In her post-CEO years, Clark has focused on investing in women- and minority-owned startups in St. Louis, describing it as joyful work. She reflects that success was roughly a 50-50 combination of hard work and luck, with the key being showing up even when tired, asking questions others wouldn't, and making the most of unexpected encounters — a philosophy evident throughout her entire career.
Key Insights
- Clark argues that the Build-A-Bear idea was not truly invented from scratch but was an act of assembling existing parts — stuffing machines, clothing vendors, factory tour models — into a coherent customer experience, comparing herself to Jeff Bezos, Howard Schultz, and Ray Kroc as people who innovated in distribution rather than invention.
- Clark claims the concept was validated almost instantly: the first store did as much business in its opening quarter as she had projected for the entire first year, and parents kept children home from school to attend the opening day.
- Clark says she protected Build-A-Bear not primarily through patents but through legal trademark enforcement and exclusive lease clauses that prevented competing make-your-own-stuffed-animal concepts from operating in the same malls.
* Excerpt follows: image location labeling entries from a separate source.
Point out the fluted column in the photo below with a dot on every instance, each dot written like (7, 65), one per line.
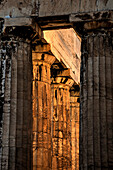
(2, 89)
(16, 61)
(61, 134)
(74, 113)
(96, 116)
(41, 108)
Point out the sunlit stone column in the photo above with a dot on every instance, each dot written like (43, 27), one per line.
(15, 55)
(61, 134)
(96, 116)
(74, 114)
(41, 107)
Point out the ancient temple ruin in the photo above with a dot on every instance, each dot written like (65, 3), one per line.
(56, 85)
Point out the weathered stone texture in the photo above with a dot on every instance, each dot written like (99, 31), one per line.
(66, 45)
(74, 114)
(61, 135)
(41, 109)
(17, 112)
(43, 8)
(96, 114)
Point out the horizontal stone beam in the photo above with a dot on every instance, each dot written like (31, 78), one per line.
(91, 16)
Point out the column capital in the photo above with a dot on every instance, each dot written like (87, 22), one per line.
(92, 22)
(75, 90)
(42, 54)
(62, 78)
(20, 33)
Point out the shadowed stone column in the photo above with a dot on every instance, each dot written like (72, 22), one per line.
(96, 116)
(61, 134)
(42, 107)
(2, 89)
(75, 112)
(15, 53)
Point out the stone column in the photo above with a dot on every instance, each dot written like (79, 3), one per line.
(75, 112)
(2, 88)
(42, 107)
(15, 53)
(96, 116)
(61, 134)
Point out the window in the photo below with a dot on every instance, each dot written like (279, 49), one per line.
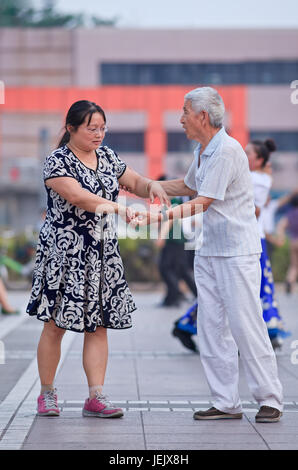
(285, 141)
(178, 142)
(125, 141)
(270, 72)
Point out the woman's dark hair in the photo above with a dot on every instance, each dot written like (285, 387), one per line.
(264, 149)
(77, 114)
(294, 201)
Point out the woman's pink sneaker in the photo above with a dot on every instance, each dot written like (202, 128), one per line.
(47, 404)
(100, 407)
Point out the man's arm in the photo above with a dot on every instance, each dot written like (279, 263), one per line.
(177, 188)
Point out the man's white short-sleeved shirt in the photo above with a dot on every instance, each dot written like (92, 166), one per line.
(229, 224)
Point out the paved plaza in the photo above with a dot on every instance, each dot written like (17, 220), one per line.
(157, 382)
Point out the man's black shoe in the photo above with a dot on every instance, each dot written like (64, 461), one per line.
(214, 413)
(185, 339)
(267, 414)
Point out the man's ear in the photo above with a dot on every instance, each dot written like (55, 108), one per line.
(204, 117)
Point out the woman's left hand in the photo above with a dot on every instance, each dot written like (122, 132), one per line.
(145, 218)
(156, 190)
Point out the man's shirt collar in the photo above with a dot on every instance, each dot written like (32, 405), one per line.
(212, 144)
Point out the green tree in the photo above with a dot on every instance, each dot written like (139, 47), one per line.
(21, 13)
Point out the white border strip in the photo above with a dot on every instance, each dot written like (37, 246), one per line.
(18, 410)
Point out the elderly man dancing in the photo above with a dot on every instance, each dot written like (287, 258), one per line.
(227, 267)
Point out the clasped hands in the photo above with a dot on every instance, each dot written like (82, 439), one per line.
(142, 218)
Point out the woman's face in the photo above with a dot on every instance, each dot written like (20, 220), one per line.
(254, 162)
(89, 136)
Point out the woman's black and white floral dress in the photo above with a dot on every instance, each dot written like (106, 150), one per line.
(78, 279)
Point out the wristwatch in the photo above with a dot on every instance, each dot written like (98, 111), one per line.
(164, 213)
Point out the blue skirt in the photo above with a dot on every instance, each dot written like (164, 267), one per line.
(188, 322)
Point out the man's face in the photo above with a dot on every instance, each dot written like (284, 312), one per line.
(192, 122)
- Clark argues that her 25-year career at May Company was not just background but a direct operational asset — shoe vendors from Payless made bear shoes, clothing contacts made bear outfits, and mall relationships secured favorable leases and tenant improvement allowances that effectively made landlords the company's largest investors.
- Clark contends that her biggest mistake during the 2008 financial crisis was assuming parents would always buy teddy bears for their children no matter the economy, which led her to delay layoffs and ultimately made it harder for those employees to find new jobs when she finally acted.
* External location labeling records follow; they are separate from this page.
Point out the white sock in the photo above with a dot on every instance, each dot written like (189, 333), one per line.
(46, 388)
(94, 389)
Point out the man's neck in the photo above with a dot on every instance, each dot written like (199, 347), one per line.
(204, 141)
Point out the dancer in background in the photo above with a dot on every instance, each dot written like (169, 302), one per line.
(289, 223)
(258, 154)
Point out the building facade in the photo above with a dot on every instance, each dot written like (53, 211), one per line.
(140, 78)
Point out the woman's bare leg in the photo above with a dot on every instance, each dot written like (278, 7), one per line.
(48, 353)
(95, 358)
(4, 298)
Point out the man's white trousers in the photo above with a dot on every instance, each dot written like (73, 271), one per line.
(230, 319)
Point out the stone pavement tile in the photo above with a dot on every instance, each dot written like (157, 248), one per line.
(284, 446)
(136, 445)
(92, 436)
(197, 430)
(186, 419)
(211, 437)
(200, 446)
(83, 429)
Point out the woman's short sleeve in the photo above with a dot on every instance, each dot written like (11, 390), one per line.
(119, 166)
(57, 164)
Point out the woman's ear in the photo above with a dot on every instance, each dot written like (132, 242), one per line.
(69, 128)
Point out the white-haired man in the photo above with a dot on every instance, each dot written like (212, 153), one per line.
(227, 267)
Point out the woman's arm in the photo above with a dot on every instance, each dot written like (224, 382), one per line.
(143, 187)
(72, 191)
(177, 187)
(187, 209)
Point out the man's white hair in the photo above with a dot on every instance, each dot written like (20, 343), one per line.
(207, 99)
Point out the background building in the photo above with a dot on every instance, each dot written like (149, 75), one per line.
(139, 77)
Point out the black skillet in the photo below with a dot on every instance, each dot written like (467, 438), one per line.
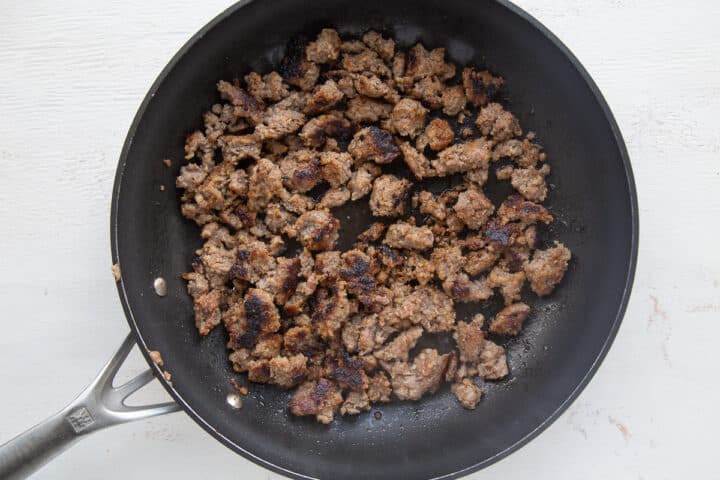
(592, 197)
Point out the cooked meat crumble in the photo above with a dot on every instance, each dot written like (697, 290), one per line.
(363, 120)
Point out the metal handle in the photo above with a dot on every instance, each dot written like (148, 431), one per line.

- Clark says she stayed out of her successor's decisions by choosing not to maintain a daily office presence and by recognizing that Sharon Price John was capable and trustworthy — actively suppressing the founder's instinct to critique changes, viewing this discipline as one of the most important things a founder can do.
- Clark argues that a job where your results are measurable and attributable to you personally is a critical career advantage, citing how her early catalog success at Hecht's was visible and drew attention from senior leadership.
- Clark claims that her mother's connection to Eleanor Roosevelt — specifically Roosevelt's directive to her staff to go home and improve the lives of children and families they had witnessed suffering — directly shaped her mother's life work running a school for children with Down syndrome, and indirectly shaped Clark's own values.
- Clark argues that the longevity of Build-A-Bear is rooted in the fact that customers are participants in creating the product, making the bear a permanent memory rather than a disposable toy — a form of emotional engagement she says she was engineering before social media made participatory branding mainstream.
- Clark says she identified that Build-A-Bear performed poorly in outlet and fashion-destination malls like Sawgrass Mills and Aventura because the shoppers there were seeking apparel, not experiences, and that proximity to children's retail neighbors like Limited Too significantly boosted store performance.
- Clark claims that the acquisition of the UK's Bear Factory in 2006 — which she tracked after a store manager noticed someone buying one of everything — unexpectedly became a source of operational innovation, with UK store habits being imported back into American locations.
- Clark argues that luck and hard work are roughly equal contributors to her success, but that the key differentiator is consistently showing up to situations even when fatigued, because she says almost every time she forced herself to attend an event or meeting she had considered skipping, she left with something valuable.